As supply chain issues persist, rising energy prices are serving as a crosswind on businesses, applying cost pressures at seemingly just the wrong time. Crude oil prices are up over 60% this year, natural-gas prices have doubled over the last six months, and coal prices are at record.2 For businesses that rely heavily on energy, the cost of production is moving higher.

The combination of supply constraints and rising energy costs are putting the squeeze on corporate profit margins, at least in the short term. S&P 500 company profit margins are estimated to have fallen from 13.1% in Q2 to 12.1% in Q3.3 The risk here is that rising costs continue to pressure profit margins to the point that companies end up earning less or passing along higher costs to consumers – or both.

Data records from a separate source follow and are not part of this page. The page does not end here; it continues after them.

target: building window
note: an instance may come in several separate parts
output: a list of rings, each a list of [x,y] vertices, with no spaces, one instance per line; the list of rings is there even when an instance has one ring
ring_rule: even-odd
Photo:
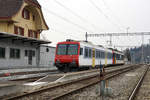
[[[35,51],[34,50],[32,50],[32,56],[35,57]]]
[[[5,58],[5,48],[0,47],[0,58]]]
[[[27,10],[27,9],[23,9],[23,12],[22,12],[22,17],[24,18],[24,19],[30,19],[30,12],[29,12],[29,10]]]
[[[28,37],[37,38],[38,32],[33,30],[28,30]]]
[[[46,48],[46,52],[49,52],[49,48]]]
[[[10,48],[10,58],[19,59],[20,58],[20,49]]]
[[[35,51],[34,50],[25,50],[25,54],[26,57],[28,56],[32,56],[35,57]]]
[[[24,28],[18,27],[18,26],[14,26],[14,33],[24,36]]]

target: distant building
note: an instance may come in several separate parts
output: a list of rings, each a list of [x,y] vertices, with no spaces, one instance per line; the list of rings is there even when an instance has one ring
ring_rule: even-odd
[[[37,0],[0,0],[0,68],[39,66],[48,29]]]

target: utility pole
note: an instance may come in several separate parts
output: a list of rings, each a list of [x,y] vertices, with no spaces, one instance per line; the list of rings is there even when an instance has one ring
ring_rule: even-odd
[[[142,35],[141,63],[144,64],[144,35]]]

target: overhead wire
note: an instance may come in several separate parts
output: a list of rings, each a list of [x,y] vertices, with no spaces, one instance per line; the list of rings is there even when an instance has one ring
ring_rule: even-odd
[[[122,31],[117,24],[115,24],[114,22],[111,21],[111,19],[102,11],[102,9],[100,7],[98,7],[92,0],[89,0],[89,1],[97,9],[97,11],[99,13],[101,13],[108,20],[108,22],[110,22],[112,25],[116,26],[119,29],[119,31]]]
[[[54,0],[54,2],[57,3],[59,6],[63,7],[64,9],[66,9],[68,12],[72,13],[74,16],[78,17],[83,22],[89,23],[94,29],[99,30],[97,28],[97,26],[95,26],[93,23],[91,23],[90,21],[88,21],[86,18],[83,18],[82,16],[80,16],[79,14],[77,14],[76,12],[74,12],[73,10],[71,10],[70,8],[66,7],[64,4],[62,4],[58,0]]]
[[[67,18],[65,18],[65,17],[63,17],[63,16],[60,16],[60,15],[58,15],[57,13],[55,13],[55,12],[49,10],[49,9],[46,9],[45,7],[43,7],[43,8],[44,8],[45,10],[47,10],[47,12],[51,13],[52,15],[54,15],[54,16],[56,16],[56,17],[62,19],[62,20],[64,20],[65,22],[70,23],[70,24],[72,24],[72,25],[74,25],[74,26],[76,26],[76,27],[78,27],[78,28],[84,30],[85,32],[88,31],[88,32],[93,33],[91,30],[89,30],[89,29],[87,29],[87,28],[84,28],[83,26],[72,22],[71,20],[69,20],[69,19],[67,19]]]
[[[116,19],[116,21],[119,23],[119,25],[125,29],[126,27],[120,22],[119,18],[116,16],[116,14],[114,14],[114,12],[108,6],[108,4],[105,2],[105,0],[102,0],[102,2],[104,4],[104,6],[106,7],[106,9],[109,10],[112,13],[113,17]]]

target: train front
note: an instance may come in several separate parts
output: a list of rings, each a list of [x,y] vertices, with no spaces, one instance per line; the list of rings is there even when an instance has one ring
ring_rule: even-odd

Risk #2: Negative Earnings Revisions

Related to risk #1, the downstream effect is that corporations must respond to cost pressures, supply chain disruptions, and labor/material shortages by revising earnings forecasts lower. This can create uncertainty in the earnings outlook, particularly given the lack of visibility with respect to the duration of inflationary pressures.

According to analysts at Zacks Investment Research, the current earnings picture remains strong, even though the growth pace is expected to decelerate significantly from the first half’s breakneck pace. What we don’t know at this stage is whether the incremental change in the earnings outlook over the coming weeks, as reflected in earnings estimate revisions, will be positive or negative. This factor will be watched closely as companies start reporting earnings.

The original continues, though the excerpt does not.